Effects of supersaturation on the structure and properties of poly(9,9-dioctyl fluorene) organogels

Abstract

Rheological and small angle neutron scattering (SANS) measurements are used to characterize the gelation of poly(9,9-dioctyl fluorene) in organic solvents. The effect of supersaturation over the system's structure and properties is quantified. A variable range of solvent compositions and temperatures are used to control supersaturation. The mechanical and structural properties of the gels are characterized under different gelation conditions. Rheological studies reveal a strong dependency between the level of supersaturation of the system and the gelation kinetics.
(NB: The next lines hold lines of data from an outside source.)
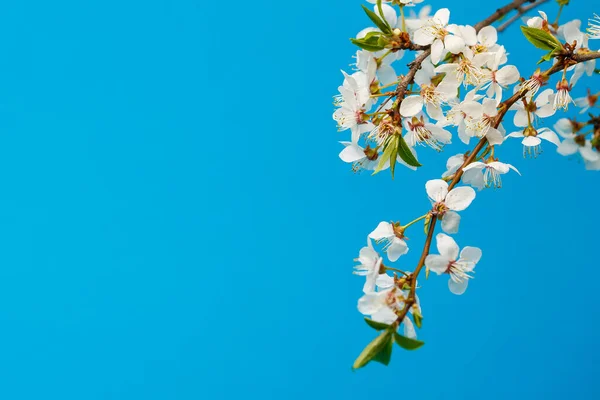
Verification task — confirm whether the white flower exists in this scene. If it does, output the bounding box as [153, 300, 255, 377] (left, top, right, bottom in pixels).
[574, 89, 600, 114]
[480, 46, 521, 104]
[587, 14, 600, 39]
[425, 233, 481, 295]
[527, 11, 548, 30]
[414, 8, 465, 64]
[511, 89, 556, 128]
[462, 99, 504, 146]
[358, 279, 421, 339]
[506, 126, 560, 158]
[559, 20, 596, 86]
[404, 116, 452, 151]
[369, 222, 408, 262]
[442, 153, 465, 178]
[462, 161, 521, 190]
[553, 79, 573, 111]
[333, 71, 373, 142]
[358, 286, 405, 325]
[354, 239, 388, 293]
[400, 57, 458, 120]
[435, 47, 484, 87]
[425, 179, 475, 233]
[340, 142, 382, 172]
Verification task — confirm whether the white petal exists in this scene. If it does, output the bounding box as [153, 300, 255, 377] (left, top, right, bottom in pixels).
[425, 254, 452, 275]
[433, 8, 450, 26]
[340, 143, 366, 162]
[445, 186, 475, 211]
[460, 246, 481, 264]
[387, 238, 408, 262]
[538, 129, 560, 146]
[369, 221, 394, 240]
[442, 211, 460, 234]
[444, 35, 465, 54]
[477, 25, 498, 47]
[425, 179, 448, 202]
[400, 95, 423, 117]
[435, 233, 459, 261]
[556, 139, 579, 156]
[523, 136, 542, 147]
[431, 39, 444, 64]
[485, 128, 504, 146]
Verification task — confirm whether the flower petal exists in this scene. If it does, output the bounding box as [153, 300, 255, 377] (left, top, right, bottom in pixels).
[435, 233, 459, 261]
[425, 179, 448, 202]
[442, 211, 460, 234]
[445, 186, 475, 211]
[400, 95, 423, 117]
[460, 246, 481, 264]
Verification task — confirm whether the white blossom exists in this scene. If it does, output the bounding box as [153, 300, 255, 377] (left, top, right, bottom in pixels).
[425, 233, 482, 295]
[425, 179, 475, 233]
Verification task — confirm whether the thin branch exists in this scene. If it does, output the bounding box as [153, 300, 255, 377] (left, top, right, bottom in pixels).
[497, 0, 550, 32]
[396, 0, 600, 325]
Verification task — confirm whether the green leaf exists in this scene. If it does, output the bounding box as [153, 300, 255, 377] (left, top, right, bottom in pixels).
[365, 318, 390, 331]
[373, 336, 394, 365]
[413, 312, 423, 329]
[521, 26, 562, 51]
[373, 135, 398, 175]
[398, 136, 421, 167]
[394, 332, 425, 350]
[350, 36, 385, 52]
[352, 329, 394, 370]
[362, 5, 392, 34]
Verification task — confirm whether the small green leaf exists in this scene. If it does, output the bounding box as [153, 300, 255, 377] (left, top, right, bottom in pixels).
[394, 332, 425, 350]
[350, 32, 385, 52]
[373, 135, 398, 175]
[352, 329, 394, 370]
[398, 136, 421, 167]
[373, 336, 394, 365]
[521, 26, 562, 51]
[365, 318, 390, 331]
[413, 311, 423, 329]
[362, 5, 392, 34]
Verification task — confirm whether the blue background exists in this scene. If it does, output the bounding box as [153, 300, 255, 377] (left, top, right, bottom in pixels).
[0, 0, 600, 400]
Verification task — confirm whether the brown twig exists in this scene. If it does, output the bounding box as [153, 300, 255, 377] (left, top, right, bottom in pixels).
[396, 0, 600, 325]
[497, 0, 549, 32]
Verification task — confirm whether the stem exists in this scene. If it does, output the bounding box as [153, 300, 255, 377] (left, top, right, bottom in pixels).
[402, 213, 429, 229]
[400, 5, 406, 32]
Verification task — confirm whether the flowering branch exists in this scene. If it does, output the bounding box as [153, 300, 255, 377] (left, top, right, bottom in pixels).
[334, 0, 600, 368]
[498, 0, 549, 32]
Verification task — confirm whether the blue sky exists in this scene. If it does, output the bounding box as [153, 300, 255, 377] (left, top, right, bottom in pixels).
[0, 0, 600, 400]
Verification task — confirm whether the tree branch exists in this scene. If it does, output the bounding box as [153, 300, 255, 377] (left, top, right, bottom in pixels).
[497, 0, 549, 32]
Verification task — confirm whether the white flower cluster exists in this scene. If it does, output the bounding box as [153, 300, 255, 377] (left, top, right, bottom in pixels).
[333, 0, 600, 368]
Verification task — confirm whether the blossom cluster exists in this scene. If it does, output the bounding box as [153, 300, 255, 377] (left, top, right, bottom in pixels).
[333, 0, 600, 367]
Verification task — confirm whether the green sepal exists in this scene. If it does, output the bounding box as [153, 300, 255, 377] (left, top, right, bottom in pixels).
[365, 318, 390, 331]
[362, 5, 392, 35]
[521, 26, 562, 51]
[350, 32, 385, 52]
[394, 332, 425, 350]
[413, 311, 423, 329]
[352, 329, 394, 370]
[398, 136, 421, 167]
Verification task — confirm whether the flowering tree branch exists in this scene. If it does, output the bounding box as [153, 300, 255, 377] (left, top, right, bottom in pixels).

Samples start gelling faster and form stronger gels as the supersaturation of the system increased by lowering the temperature. Fits using the Avrami theory of phase change reveal a systematic variation in the dimensionality of the networks as the driving force for gelation is varied. A lower dimensionality is found for gels formed at lower supersaturation, whereas higher dimensionality typical of bifurcated networks appears as the supersaturation increases. SANS and USANS experiments also provide insight into structural variations occurring over several length scales. A power law dependence appears at low-q (6.0 × 10−4 < q < 4.0 × 10−3 A−1) showing a higher exponent at low supersaturation indicating the formation of polymer-rich and solvent-rich domains with a well defined interface. Meanwhile, at higher supersaturation, the exponent value systematically decreases indicating that a more intermixed network–solvent system is formed. This is also corroborated with sTEM images for several polymer–solvent systems. The system's conductivity is also probed during gelation but there are no observable differences between the sol and the gel states for any of the systems. This study demonstrates the possibility of controlling network structures in conjugated polymers by changing the driving forces that are used for aggregation so that it may be possible to optimize the structure of organogels for specific applications.